Always take another look at the board. Chances are you’re missing something simply because there are so many options to choose from. Like I said earlier, it’s a little overwhelming at first.
Math Elements: Spatial reasoning, resource management, multi-step problem-solving.
Playing Time: 30-45 min.
Sagrada is a gorgeous game. In Sagrada, players use different colored dice to form stain glass windows. Sagrada is an interesting game that has a high replayability value. Each player receives a board with a set pattern on it. Every turn, players will draft dice and attempt to complete the patterns on their boards worth the highest amount of points.
It’s not as simple as putting down the prettiest dice into a pattern. Dice can only be placed in certain locations. Only specific colors and numbers of pips can be placed in any spot. Every die placed will further affect your board, making your initial choices easy but progressively harder as the game continues.
Patterns, Probability, & Statistics
Whenever you deal with dice you always end up dealing with probability and statistics. Dice are inherently mathematical on a very basic level. Players must keep track of the colors of dice and how many are still available. There’s no sense relying on a dice/color combination that has a low probability of showing up.
How you build up the patterns on the board will also drastically affect the outcome of a game.

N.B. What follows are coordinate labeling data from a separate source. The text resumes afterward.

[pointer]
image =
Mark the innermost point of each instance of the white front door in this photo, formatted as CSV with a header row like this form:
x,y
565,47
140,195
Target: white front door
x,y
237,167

If you start building willy nilly then you may run into some roadblocks during the end game. This game is one of my favorite dice games and will keep you and your family entertained for quite some time.

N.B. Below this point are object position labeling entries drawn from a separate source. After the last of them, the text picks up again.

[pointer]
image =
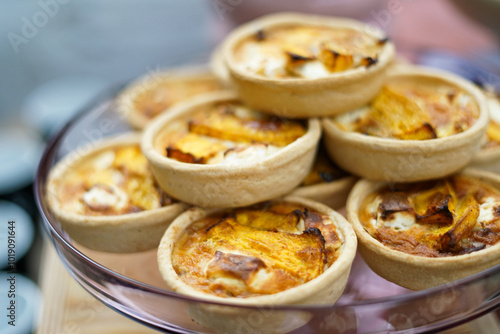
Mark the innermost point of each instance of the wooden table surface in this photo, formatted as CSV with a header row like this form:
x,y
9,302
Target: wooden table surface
x,y
69,309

Math Elements: Multi-step thinking, pattern recognition, logic and deduction, number sense, and probability.
It’s hard to overstate the value of board games when it comes to learning, decision making, problem-solving, and logical reasoning. For this reason, it is not surprising to see more and more games added to academic curricula for students of all ages, at schools all over the world.
People of all ages learn by doing and board games are a great way to teach math in a hands-on and less abstract way. In our experience as teachers, Bryan and I have both seen the incredible power of board games in the classroom, particularly among less-academically-inclined students. With board games, learning truly becomes fun and previous difficulties for some now become interesting challenges, waiting to be explored.

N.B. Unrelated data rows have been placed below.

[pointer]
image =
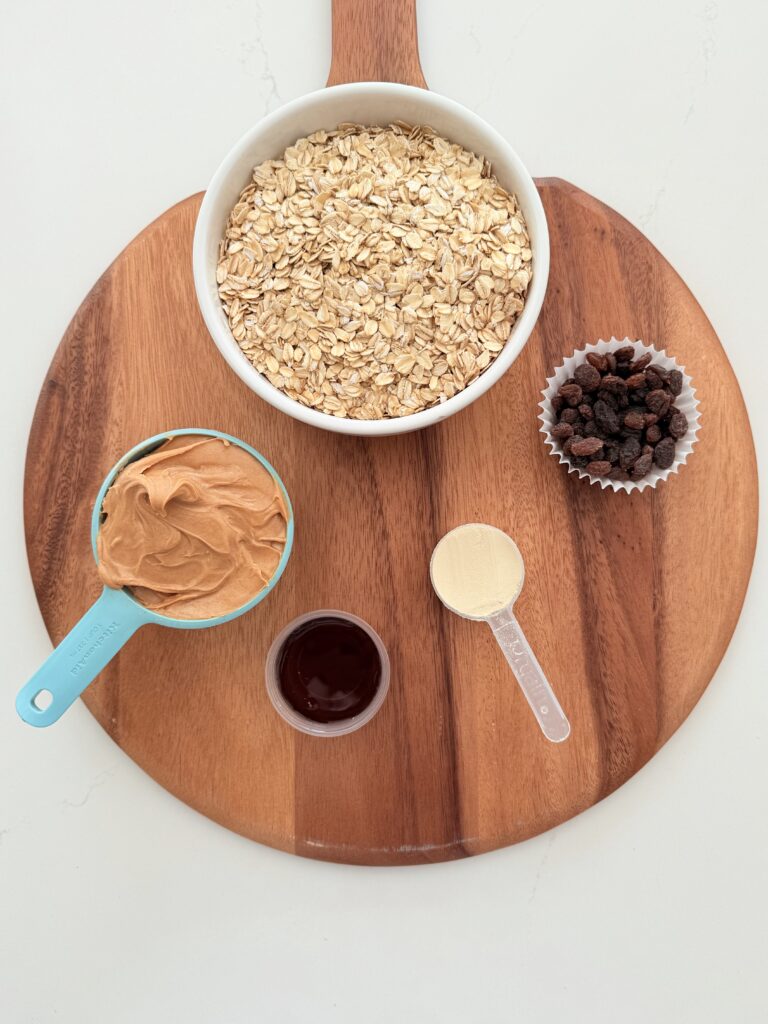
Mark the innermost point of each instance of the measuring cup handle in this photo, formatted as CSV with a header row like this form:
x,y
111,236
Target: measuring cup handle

There are many more games we wanted to add to this list such as:
- Sushi Go! Party in which players must often weigh multiple scoring methods and the probable contents of future hands into their immediate decision making.
- SET: The Family Game of Visual Perception, a classic game that imparts the valuable skills of pattern recognition, spatial reasoning, and logic.
- Ticket to Ride, a train route-building game that involves multi-step problem-solving and resource management.
- Battle Line, a great option for older kids that offers practice with the mathematical concepts of set collection, deduction, abstract thinking, poker logic, and mathematical proofs.
- Prime Climb in which players are challenged to exercise their skills in primes and operational fluency. It’s a quick and fun way to practice arithmetic and math facts.